# who still uses Royal Canin ?



## Missy (Nov 6, 2006)

Here is my Dilemma. The boys lately are not doing to well on the cooked NV medallions--- their stools have consistently gotten more and more runny. Jasper's has always been this way(he's always been finicky) But this is a new thing for Cash who when on pro plan always had perfect little tootsie roll stools. The only kibble I can get them to even look at is Royal Canin (I do a mix of poodle for the fiber and beauty because it is lower in cal) When ever I can get them to eat it-- stools are good again. 

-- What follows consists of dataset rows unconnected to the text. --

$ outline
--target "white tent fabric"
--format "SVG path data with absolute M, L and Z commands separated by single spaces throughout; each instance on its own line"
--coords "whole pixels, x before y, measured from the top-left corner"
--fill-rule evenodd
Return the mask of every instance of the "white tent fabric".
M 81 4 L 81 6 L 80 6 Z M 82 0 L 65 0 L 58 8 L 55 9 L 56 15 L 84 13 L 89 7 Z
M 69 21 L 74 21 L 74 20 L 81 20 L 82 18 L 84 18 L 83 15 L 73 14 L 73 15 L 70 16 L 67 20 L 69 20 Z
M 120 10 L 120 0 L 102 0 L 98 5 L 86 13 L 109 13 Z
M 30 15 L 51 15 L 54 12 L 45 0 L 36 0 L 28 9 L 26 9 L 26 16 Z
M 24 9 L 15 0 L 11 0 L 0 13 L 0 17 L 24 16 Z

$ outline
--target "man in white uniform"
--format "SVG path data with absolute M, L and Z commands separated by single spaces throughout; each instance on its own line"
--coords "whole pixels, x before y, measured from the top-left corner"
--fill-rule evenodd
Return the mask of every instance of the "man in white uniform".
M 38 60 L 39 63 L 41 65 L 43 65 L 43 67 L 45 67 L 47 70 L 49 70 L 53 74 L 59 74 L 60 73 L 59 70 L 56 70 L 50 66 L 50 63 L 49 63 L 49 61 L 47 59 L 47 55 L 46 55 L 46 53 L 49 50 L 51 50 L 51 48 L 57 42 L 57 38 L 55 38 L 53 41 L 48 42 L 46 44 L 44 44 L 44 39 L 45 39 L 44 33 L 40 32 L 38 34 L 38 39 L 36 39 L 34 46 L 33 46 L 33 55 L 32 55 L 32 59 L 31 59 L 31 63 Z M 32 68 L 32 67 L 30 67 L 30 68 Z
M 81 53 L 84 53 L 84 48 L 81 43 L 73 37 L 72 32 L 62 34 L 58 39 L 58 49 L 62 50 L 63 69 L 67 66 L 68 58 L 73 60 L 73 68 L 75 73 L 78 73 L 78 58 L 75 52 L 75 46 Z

So, do we feel OK about Royal Canin? Debbie I know Sam was on it? is he still? 

Do I just put the kibble down and if they eat it great and if they don't they go hungry? Neither of my boys are frail. But I have always given in before they have (partly because, I have bought into only wanting to feed them the best and I have heard mixed things about RC) So I have no idea how they will do health wise on it alone--- they are very healthy now-- just not the best output, which I know can indicate not utilizing their food well. 

So who uses RC? which kind? how long have you used it? how are their coats, skin, etc?

thanks guys.


----------



## Jane (Jun 2, 2007)

Hi Missy,

Sorry to hear you've had a change of stool on your regular food (NV medallions). I wonder why that would happen. Anyway, Lincoln was on a Royal Canin special veterinary kibble for several months (Rabbit and potato) when we were trying to figure out his allergy problem awhile back. His stools were nice and firm and we didn't have any other problems with it, other than a dry coat (the fat content of that particular food was quite low). 

A daily runny stool can make you crazy after awhile! I hope you can find something that agrees with your boys. :hug:


----------



## Beamer (Jan 29, 2007)

Missy - The reason why the poop is runny is most likely they are not getting enough bone in their meals. The NV raw has very little % bone content in it. Try feeding some chicken necks or raw meaty bones. The poop will be rock hard! It's going to be so hard that I bet they have problems squeezing it out at first.. 
lol

Ryan


----------



## whitBmom (Nov 27, 2006)

Ryan, you are a hoot!! I am at work right now and nearly burst out laughing!! I don't think they would appreciate 'why' I was laughing.... LOL


----------



## dboudreau (Jan 12, 2007)

Missy said:


> (I do a mix of poodle for the fiber....)


Does the fiber come from all that fur? (sorry couldn't resist)

Silly Ryan, ound:

I switched Sam from Royal Canin to Fromm's Salmon a'la veg before Christmas.


----------